Ken Muse

More Best Practices for Deploying GitHub ARC

Last week we looked at some of my recommendations for deploying and managing GitHub Actions Runner Controller. This week, I’ll add a few more recommendations that can help to improve your experience with ARC. As a reminder, these are not official GitHub recommendations; it is based on some of my experiences working with customers and partners to deploy ARC. It’s also not an exhaustive list or guide to configuring Kubernetes.

TL;DR. The list of recommendations:

  • Use the right version of ARC
  • Dedicated clusters
  • Don’t default the security
  • Prefer local storage
  • Use a namespace for each runner scale set
  • Don’t think in labels
  • Start without resource limits
  • Monitor for resource exhaustion
  • Don’t overthink high availability

Use a namespace for each runner scale set

A runner scale set represents a configuration with a homogeneous set of runners. Runner scale sets need to be unique per runner group, but what about the namespaces? A best practice is to separate the controller and each runner scale set into separate namespaces. This ensures maximum isolation and configurability for the related resources. Because Kubernetes doesn’t recognize the GitHub concepts of organizations, teams, and repositories, namespaces can also provide an additional mechanism for reporting or analyzing resource consumption on the cluster.

Don’t think in labels

Labels are often misused and poorly understood. Its not uncommon to see teams use them as a way of targeting specific runner instances, an anti-pattern that doesn’t work well with ephemeral runners. GitHub has been moving away from using labels as the primary means of identifying the runners to be targeted. Instead, the recommended approach is to use a runner group (or the name of the scale set). Larger hosted runners started to enforce this approach, and ARC has followed suit. Instead of using labels, utilize groups (or the scale sets) to target runners. Since scale sets must be homogeneous, every member will have the same features (and the set itself provides configurable levels of scale)

What about Dependabot and CodeQL on GitHub Enterprise Server (GHES)? They have historically relied on the labels dependabot and code-scanning to be present. If you’re using GHES 3.9 or higher, simply configure the installation name to one of those values when deploying the Helm chart. GitHub Docs cover using ARC with Dependabot and code scanning in more detail. The docs also highlight that Dependabot support uses the Dependabot Action to run updates, which requires Docker as a dependency; Docker-in-Docker mode must be enabled for the runner scale set.

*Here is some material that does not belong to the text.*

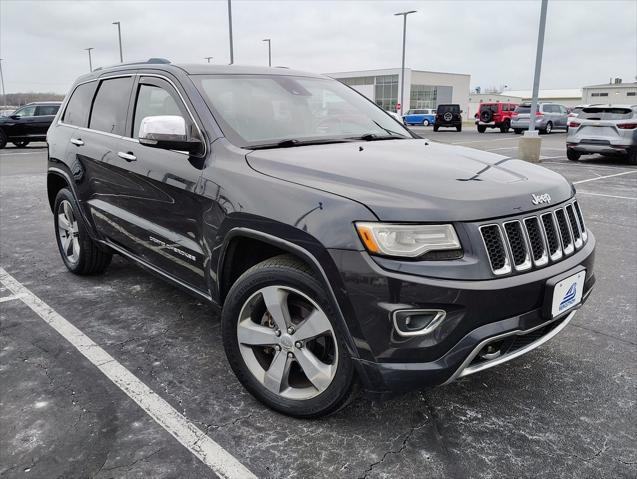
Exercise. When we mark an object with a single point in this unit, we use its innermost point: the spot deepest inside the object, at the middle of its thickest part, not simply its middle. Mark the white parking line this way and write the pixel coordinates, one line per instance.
(580, 192)
(193, 438)
(602, 177)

Start without resource limits

Normally, it’s important to configure the resource management for your containers. With ARC, the charts do not specify requests or limits. Instead, they have a comment about resources in the values.yaml:

We usually recommend not to specify default resources and to leave this as a conscious choice for the user. This also increases chances charts run on environments with little resources, such as Minikube.

There is no one-size-fits-all rule for the resources required by the listener, the controller manager, or the pods hosting the runners. For example, enabling ARC’s metrics will require additional memory and CPU. The requirements for that will grow as the number of jobs, workflows, and listeners increase. This is because each new definition increases the number of tracked metrics. Without enough memory resources, the controller will be killed. Without enough CPU resources, it will be throttled, slowing down the provisioning of runners.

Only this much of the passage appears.